By Dave Schechter, CNN Senior National Editor
Wed May 30, 2012
Not one 'Latino vote'
Conventional wisdom lumps together "the Latino vote." But that community includes millions of people claiming dozens of countries of origin, speaking more than just Spanish. It is not now -- nor in the future -- likely to be anything so homogenous.
Juan Guillermo Tornoe, owner of Hispanic Trending Inc., a marketing and advertising firm in Austin, Texas, and author of the Hispanic Trending blog, is "counting the days" until he is eligible to become a U.S. citizen in a couple of years and vote in a presidential election.
For several years, Tornoe, a Guatemala native who came to the United States 10 years ago and now has permanent resident status, has talked about the nuances of the Latino community, the kinds of things companies marketing products (and political parties marketing candidates) need to know.
"There is not one Latino Vote; there is a multitude of Latino votes and candidates, society, and the media need to fully understand this if they are ever going to connect with the different parts of the Hispanic community," he advised.
Tornoe cringes "every time someone refers to Latinos as a unified voting bloc or as a homogeneous market segment. We are way too diverse for this."
"There are many differences between Hispanics, depending upon the person's country of origin or heritage: Food and music preferences as well as the holidays they celebrate are some of the most obvious," Tornoe says. "The actual words they use to describe persons, places, actions and things can vary immensely as well. There is also a lot of ideological baggage that comes along with one's country of origin/heritage."
As for generational differences, Tornoe said: "It is a completely different worldview depending how far away generationally Hispanics are from their country of origin/heritage.

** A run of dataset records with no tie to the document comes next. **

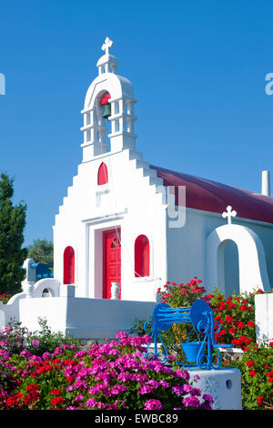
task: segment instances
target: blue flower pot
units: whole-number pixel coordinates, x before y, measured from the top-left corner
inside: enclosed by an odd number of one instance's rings
[[[181,343],[185,355],[188,362],[196,362],[197,356],[202,346],[202,341],[187,341]],[[203,358],[205,352],[205,347],[203,348],[200,357]]]

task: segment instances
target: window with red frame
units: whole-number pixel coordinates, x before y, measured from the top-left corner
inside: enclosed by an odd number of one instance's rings
[[[97,184],[106,184],[108,182],[108,169],[106,164],[103,162],[97,171]]]
[[[75,283],[75,252],[72,247],[64,251],[64,284]]]
[[[135,277],[150,274],[150,245],[147,236],[139,235],[135,241]]]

"First-generation (foreign-born) Latinos have experienced life outside the U.S., have gone through the immigration experience, and to different degrees, have embraced or become acquainted with living in America. Second-generation Latinos encounter a mixed experience, being born and growing up in the United States, but brought up by immigrants and thus heavily exposed and influenced by their parents' culture.
"Finally, Latinos who are third generation and beyond are the sons and daughters of U.S.-born parents. They are very much influenced by the general market but still connect to their roots through the values, traditions and culture passed on by their parents and grandparents."

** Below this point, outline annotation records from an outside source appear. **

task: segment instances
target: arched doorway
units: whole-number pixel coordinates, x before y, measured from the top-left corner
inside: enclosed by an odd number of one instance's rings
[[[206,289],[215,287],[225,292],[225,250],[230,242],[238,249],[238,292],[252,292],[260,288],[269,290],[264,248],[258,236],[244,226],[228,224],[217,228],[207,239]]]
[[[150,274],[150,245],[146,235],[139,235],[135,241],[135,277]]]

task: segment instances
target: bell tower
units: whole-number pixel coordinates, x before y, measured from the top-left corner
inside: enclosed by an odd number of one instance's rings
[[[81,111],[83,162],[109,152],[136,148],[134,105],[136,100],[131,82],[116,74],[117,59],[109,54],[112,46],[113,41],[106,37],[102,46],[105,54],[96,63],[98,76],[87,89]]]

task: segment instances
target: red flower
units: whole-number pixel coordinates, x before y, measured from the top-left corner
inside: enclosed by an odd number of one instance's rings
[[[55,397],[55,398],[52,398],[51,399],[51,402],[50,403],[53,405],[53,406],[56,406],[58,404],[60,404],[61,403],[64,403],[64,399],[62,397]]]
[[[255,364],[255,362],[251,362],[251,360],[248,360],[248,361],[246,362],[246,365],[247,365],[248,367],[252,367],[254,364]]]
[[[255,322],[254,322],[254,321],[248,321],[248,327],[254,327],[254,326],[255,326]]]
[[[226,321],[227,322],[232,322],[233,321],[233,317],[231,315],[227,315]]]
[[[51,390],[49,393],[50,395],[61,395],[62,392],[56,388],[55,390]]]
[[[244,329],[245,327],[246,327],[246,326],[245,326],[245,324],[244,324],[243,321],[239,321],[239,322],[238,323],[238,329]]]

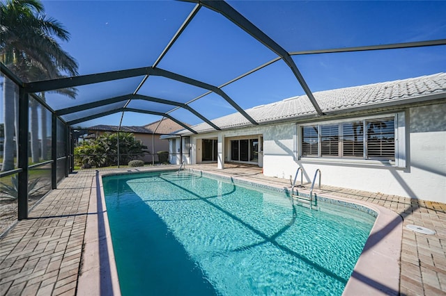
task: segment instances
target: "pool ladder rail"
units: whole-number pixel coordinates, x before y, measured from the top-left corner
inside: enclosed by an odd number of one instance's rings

When it comes to citizenship, Tornoe, who hopes to be officially an American in three years, is clear.
"Being a U.S.-born citizen puts you in a completely different frame of mind than that of a naturalized U.S. citizen, someone who's a permanent resident (who could be counting the days to becoming a citizen or simply choosing to never become one), someone here on a temporary work visa or an undocumented alien," he said. "All of these are part of the Latino population, but only a percentage of them are able to vote.
"Then, among the latter, it is not the same to be able to vote, than to be a registered voter and actually cast your vote. Lack of participation in the democratic process is one of the major problems among the Hispanic community."